Nurses have achieved a Bachelor’s degree in Nursing and at least 1 year of experience in a community health setting or Bachelor’s work equivalent of a formal nursing certificate with at least 3 – 5 years of work experience in public health or chronic disease management.  The nurses currently working with the Indiana Chronic Disease Management Program have extensive experience with chronic illnesses in a variety of settings, including residential and home health care as well as family practices and clinics. They have developed expertise in several areas, such as cardiovascular rehabilitation, HIV, mental health services, long-term care, pediatrics/obstetrics, acute care, quality improvement, and case management.


Chronic Disease Management System (CDMS)

Mountain Pacific Quality Health Foundation (MPQHF)

To assist the care coordinators at the call center, nurse care managers, and physicians, the ICDMP has developed an Indiana-specific version of CDMS, an internet-based electronic medical record and information system electronic disease registry. CDMS will be used to enhance communication about the patient among the ICDMP partners involved in the member's care as well as the member's physician. CDMS will contain clinical as well as claims information on individual members, and will also be used to track health assessments, schedule patient contacts, and contain the Individualized care plans.
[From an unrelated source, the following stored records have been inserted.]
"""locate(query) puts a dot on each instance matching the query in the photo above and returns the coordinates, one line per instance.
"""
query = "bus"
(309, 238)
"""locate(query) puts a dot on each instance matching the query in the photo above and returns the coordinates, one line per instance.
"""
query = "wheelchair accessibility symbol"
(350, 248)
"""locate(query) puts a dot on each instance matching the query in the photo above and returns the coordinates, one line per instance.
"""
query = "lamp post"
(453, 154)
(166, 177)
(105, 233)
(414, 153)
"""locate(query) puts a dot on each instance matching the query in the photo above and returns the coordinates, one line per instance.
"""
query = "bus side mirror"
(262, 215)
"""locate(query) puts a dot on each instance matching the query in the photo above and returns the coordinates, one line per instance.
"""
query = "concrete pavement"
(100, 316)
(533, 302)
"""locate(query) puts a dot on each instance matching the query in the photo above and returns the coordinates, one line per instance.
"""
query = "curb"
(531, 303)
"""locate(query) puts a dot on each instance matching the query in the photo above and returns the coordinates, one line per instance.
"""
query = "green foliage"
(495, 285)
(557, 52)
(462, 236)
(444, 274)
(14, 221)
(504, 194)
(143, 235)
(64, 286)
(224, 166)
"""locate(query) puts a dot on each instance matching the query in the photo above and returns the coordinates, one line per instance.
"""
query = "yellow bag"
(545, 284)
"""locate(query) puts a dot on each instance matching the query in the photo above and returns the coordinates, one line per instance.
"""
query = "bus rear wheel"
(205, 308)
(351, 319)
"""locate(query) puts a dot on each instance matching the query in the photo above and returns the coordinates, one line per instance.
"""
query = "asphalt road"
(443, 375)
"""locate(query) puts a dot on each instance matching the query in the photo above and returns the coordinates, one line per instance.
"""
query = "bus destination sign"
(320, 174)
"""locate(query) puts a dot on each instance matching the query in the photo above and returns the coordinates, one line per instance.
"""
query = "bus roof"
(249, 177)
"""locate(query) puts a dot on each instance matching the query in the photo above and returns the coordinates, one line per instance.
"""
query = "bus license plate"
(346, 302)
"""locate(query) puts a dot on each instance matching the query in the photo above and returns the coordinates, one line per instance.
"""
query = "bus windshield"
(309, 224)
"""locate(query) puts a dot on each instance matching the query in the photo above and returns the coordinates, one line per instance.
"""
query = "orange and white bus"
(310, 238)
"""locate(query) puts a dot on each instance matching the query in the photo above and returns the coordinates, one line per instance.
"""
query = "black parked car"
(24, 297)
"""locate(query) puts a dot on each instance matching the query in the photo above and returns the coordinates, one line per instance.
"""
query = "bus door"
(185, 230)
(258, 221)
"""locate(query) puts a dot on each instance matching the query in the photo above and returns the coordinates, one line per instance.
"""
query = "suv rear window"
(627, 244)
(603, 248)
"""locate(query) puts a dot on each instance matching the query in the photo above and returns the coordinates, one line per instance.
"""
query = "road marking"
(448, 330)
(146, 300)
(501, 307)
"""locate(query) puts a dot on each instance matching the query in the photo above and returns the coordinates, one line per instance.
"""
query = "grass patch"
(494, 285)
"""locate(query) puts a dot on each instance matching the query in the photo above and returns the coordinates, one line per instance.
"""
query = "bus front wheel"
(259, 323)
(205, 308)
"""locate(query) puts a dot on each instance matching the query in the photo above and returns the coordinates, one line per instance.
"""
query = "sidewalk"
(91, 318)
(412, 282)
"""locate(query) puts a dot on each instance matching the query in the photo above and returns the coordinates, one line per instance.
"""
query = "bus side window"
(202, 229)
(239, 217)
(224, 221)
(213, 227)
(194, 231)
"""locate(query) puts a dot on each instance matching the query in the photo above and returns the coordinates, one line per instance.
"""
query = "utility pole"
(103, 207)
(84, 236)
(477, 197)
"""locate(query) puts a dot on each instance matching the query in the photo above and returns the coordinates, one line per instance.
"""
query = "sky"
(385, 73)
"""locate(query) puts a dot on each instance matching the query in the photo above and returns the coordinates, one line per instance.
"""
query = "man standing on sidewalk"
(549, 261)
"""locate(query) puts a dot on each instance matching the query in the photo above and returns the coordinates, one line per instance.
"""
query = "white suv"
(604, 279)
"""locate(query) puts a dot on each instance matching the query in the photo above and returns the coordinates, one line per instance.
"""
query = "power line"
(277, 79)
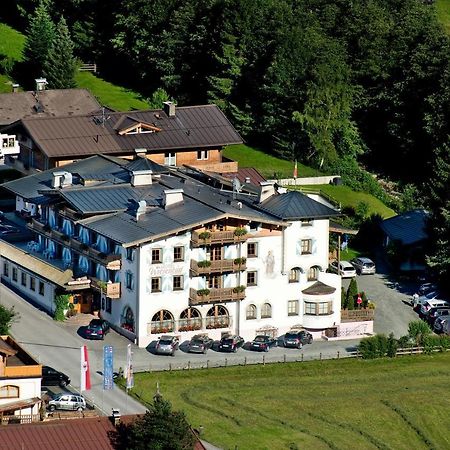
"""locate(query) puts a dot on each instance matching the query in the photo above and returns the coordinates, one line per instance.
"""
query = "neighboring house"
(174, 136)
(71, 434)
(20, 383)
(158, 251)
(406, 235)
(15, 106)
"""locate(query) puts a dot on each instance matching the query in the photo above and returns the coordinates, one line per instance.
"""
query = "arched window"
(266, 311)
(190, 319)
(162, 322)
(251, 312)
(294, 275)
(127, 319)
(313, 273)
(9, 391)
(217, 317)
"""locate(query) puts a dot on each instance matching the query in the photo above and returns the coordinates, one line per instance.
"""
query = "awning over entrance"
(20, 404)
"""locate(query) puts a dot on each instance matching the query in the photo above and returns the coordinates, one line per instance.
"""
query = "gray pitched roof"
(408, 228)
(294, 205)
(48, 103)
(83, 135)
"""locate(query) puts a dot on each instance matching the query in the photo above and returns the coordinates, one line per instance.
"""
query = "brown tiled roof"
(49, 103)
(73, 434)
(244, 173)
(85, 135)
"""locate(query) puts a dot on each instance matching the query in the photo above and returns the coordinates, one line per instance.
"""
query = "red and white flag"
(85, 383)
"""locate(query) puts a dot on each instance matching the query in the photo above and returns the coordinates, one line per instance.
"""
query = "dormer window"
(139, 128)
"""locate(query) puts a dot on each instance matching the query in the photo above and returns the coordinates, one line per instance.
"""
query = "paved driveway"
(55, 345)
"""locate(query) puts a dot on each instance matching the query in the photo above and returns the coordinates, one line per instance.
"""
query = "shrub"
(61, 304)
(417, 330)
(392, 346)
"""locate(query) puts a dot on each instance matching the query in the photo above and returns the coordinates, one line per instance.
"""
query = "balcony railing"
(111, 290)
(174, 326)
(111, 260)
(198, 297)
(220, 266)
(216, 237)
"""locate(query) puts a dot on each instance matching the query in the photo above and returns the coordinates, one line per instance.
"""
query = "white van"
(435, 303)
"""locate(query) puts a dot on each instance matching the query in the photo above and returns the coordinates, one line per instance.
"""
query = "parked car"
(230, 343)
(297, 339)
(68, 402)
(363, 266)
(97, 329)
(200, 343)
(262, 343)
(52, 377)
(344, 269)
(418, 301)
(167, 345)
(430, 304)
(440, 322)
(434, 313)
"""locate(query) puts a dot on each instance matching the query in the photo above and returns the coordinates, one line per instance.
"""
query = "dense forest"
(337, 84)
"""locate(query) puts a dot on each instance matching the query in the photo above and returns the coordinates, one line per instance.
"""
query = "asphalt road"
(55, 345)
(58, 344)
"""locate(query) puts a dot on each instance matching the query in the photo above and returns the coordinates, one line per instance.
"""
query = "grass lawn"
(340, 404)
(108, 94)
(266, 164)
(347, 197)
(443, 10)
(11, 42)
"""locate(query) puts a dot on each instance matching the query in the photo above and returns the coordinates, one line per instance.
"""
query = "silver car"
(167, 345)
(363, 266)
(68, 402)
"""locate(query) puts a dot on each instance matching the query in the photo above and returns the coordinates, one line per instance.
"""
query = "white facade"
(273, 295)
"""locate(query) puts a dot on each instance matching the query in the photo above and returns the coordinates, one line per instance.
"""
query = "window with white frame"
(306, 246)
(293, 307)
(178, 282)
(129, 280)
(178, 253)
(266, 311)
(250, 313)
(294, 275)
(156, 284)
(252, 278)
(202, 155)
(318, 308)
(156, 255)
(313, 273)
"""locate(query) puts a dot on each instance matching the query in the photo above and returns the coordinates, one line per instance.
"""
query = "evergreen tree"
(61, 64)
(39, 40)
(160, 428)
(352, 294)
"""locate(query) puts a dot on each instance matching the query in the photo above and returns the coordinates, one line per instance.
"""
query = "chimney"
(267, 190)
(141, 177)
(172, 197)
(169, 108)
(141, 209)
(40, 84)
(140, 151)
(115, 416)
(61, 179)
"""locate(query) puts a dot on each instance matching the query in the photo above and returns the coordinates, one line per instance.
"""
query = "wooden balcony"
(221, 295)
(216, 237)
(220, 266)
(111, 290)
(111, 260)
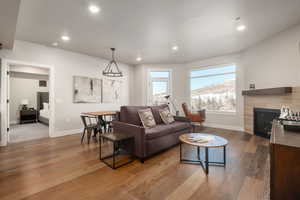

 Measurement and Evaluation

Regenstrief Institute

The ICDMP will be evaluated thoroughly for improved health outcomes and subsequent cost savings to the Medicaid program.  A prospective controlled study of the pilot program will be performed to assess health outcomes using CDMS as well as provider medical records.  A retrospective analysis of the statewide implementation will also be performed to determine impact on Medicaid costs as well as health outcomes.